United States benchmark averages closed higher on Wednesday (Thursday AEST), lifted by optimism around U.S. trade policy, despite the Federal Reserve warning of increased risks to the economic outlook.
The Dow Jones Industrial Average rose 285.0 points, or 0.7%, to 41,114.0. The S&P 500 added 24.4 points, or 0.4%, to 5,631.3, while the Nasdaq Composite climbed 48.5 points, or 0.3%, to 17,738.2.
A notable contributor to the Dow's gain was Disney, which surged 10.8% after reporting stronger-than-expected fiscal second-quarter earnings and an unexpected increase in streaming subscribers.

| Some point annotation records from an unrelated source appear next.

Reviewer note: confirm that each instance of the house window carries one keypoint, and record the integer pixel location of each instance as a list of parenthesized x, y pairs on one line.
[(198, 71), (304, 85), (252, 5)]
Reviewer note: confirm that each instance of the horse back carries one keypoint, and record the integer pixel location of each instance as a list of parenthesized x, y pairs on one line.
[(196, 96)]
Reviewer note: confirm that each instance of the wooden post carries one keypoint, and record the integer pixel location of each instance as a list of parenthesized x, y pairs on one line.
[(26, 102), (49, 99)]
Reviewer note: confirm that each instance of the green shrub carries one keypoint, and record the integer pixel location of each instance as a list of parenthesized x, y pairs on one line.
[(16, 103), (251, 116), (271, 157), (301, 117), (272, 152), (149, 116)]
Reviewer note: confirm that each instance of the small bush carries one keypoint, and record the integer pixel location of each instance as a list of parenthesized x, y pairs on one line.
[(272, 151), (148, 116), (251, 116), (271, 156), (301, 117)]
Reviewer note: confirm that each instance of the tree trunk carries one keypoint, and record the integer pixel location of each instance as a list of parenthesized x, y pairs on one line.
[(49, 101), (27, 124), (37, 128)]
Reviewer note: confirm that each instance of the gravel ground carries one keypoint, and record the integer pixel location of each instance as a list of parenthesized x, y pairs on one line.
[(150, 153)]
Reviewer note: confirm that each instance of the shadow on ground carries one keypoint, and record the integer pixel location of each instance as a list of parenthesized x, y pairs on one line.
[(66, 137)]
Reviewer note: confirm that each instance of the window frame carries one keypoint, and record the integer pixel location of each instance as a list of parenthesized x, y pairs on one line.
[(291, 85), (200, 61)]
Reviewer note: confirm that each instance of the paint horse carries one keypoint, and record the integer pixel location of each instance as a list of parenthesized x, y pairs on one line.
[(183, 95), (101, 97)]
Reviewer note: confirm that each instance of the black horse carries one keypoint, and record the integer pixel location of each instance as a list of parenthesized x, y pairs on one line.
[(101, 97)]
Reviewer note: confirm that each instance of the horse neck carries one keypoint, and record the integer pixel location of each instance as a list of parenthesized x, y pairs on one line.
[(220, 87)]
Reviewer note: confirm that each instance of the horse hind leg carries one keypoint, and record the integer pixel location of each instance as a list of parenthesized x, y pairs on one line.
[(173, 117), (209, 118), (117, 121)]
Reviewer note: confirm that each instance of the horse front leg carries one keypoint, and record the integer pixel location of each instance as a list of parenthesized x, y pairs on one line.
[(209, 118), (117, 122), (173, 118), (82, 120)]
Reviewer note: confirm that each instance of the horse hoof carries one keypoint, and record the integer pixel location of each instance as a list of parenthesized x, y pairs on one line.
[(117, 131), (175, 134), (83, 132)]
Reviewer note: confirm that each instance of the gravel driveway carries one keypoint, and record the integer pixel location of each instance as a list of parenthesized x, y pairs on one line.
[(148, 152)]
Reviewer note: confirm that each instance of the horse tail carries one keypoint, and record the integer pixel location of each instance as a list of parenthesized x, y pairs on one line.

Late in the session, chipmaker stocks rallied following a Bloomberg report that the Trump administration plans to rescind curbs on artificial intelligence chip exports.
Nvidia jumped 3.1%, Taiwan Semiconductor added 1.3% and Micron Technology added 2.6%.
Market gains were partially capped by declines in tech giants Alphabet and Apple, which fell 7.5% and 1.1%, respectively. A Bloomberg report indicated that Apple may introduce artificial intelligence-based search services within its Safari browser, which could potentially end its search partnership with Google.
As widely anticipated, the Federal Open Market Committee kept its benchmark interest rate unchanged in a range of 4.25% to 4.5%, maintaining its stance since December. However, the Fed’s post-meeting statement acknowledged rising risks:
“The Committee is attentive to the risks to both sides of its dual mandate and judges that the risks of higher unemployment and higher inflation have risen.”
Fed Chair Jerome Powell further warned that existing trade tariffs could weigh on the economy:
“If the large increases in tariffs that have been announced are sustained, they are likely to generate a rise in inflation, a slowdown in economic growth, and an increase in unemployment. The effects on inflation could be short-lived—reflecting a one-time shift in the price level.
"It is also possible that the inflationary effects could instead be more persistent.
"Avoiding that outcome will depend on the size of the tariff effects, on how long it takes for them to pass through fully into prices, and, ultimately, on keeping longer-term inflation expectations well anchored.” he said at a press conference.
Earlier in the day, U.S. President Donald Trump reiterated his administration's tough stance on China, stating he would not lower tariffs as a precondition for initiating trade talks.
Discussions between U.S. and Chinese officials are scheduled to take place this weekend in Switzerland.
In the bond market, yields moved lower. The 10-year Treasury yield dropped to 3.783%, down 0.7%, while the 2-year yield fell by 0.1% to 4.269%.